Many people keep their feelings holed up inside them, never letting anyone know that something is wrong. “That is the way it is with a wound. The wound begins to close in on itself, to protect what is hurting so much. And once it is closed, you no longer see what is underneath, what started the pain.” In this chapter, An-Mei has a scar from having hot soup spilled on her when her mother came to visit. The soup scalded An-Mei’s skin and her mother left immediately. After her mother left, An-Mei was hurt both physically and emotionally. Over time her wound healed, the scar replaced it, and she suppressed her hurt. From the outside no one could tell anything was wrong.

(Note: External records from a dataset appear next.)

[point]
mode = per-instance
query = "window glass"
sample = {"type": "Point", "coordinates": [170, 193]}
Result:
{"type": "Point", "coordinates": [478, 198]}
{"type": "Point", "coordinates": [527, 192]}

This reminds me of a character in Thirteen Reasons Why. In the book, a girl had bad things happen to her. Instead of telling someone, she kept her feelings to herself where they built up. She tried to suppress her feelings so that no one would know about her wounds until she could no longer handle them. Both An-Mei and the girl had wounds that they kept to themselves, hidden from other people.

Saturday, June 11, 2011

Joy Luck Club

"And then one evening, after I had begged her to buy me a transistor radio, after she refused and I sulked in silence for an hour, she said, 'Why do you think you are missing something you never had?' And then she told me a completely different ending to the story. 'An army officer came to my house early one morning,' she said, 'and told me to go quickly to my husband in Chungking..." Amy Tan uses this frame device to tell the story of Jing-mei Woo's mother and to give the reader insight into the relationship between mother and daughter.

In this chapter the reader learns that Jing-mei and her mother never really saw eye to eye. "I had always assumed we had an unspoken understanding about these things:  that she didn't really mean I was a failure, and I really meant I would try to respect her opinions more. But listening to Auntie Lin tonight reminds me once again:  My mother and I never really understood one another." In this the reader finds the specific problems in Jing-mei and her mother's relationship:  communicating with and understanding one another.

Today mothers and daughters seem to have the same dilemma. One never knows what the other is trying to say. It is one of the major problems in families and society in general: parents and children lack the ability to actually understand one another. This same problem is repeated over and over every generation. It happened with Rock and Roll and with the hippies in the 70s. It seems like a problem that can not be fixed.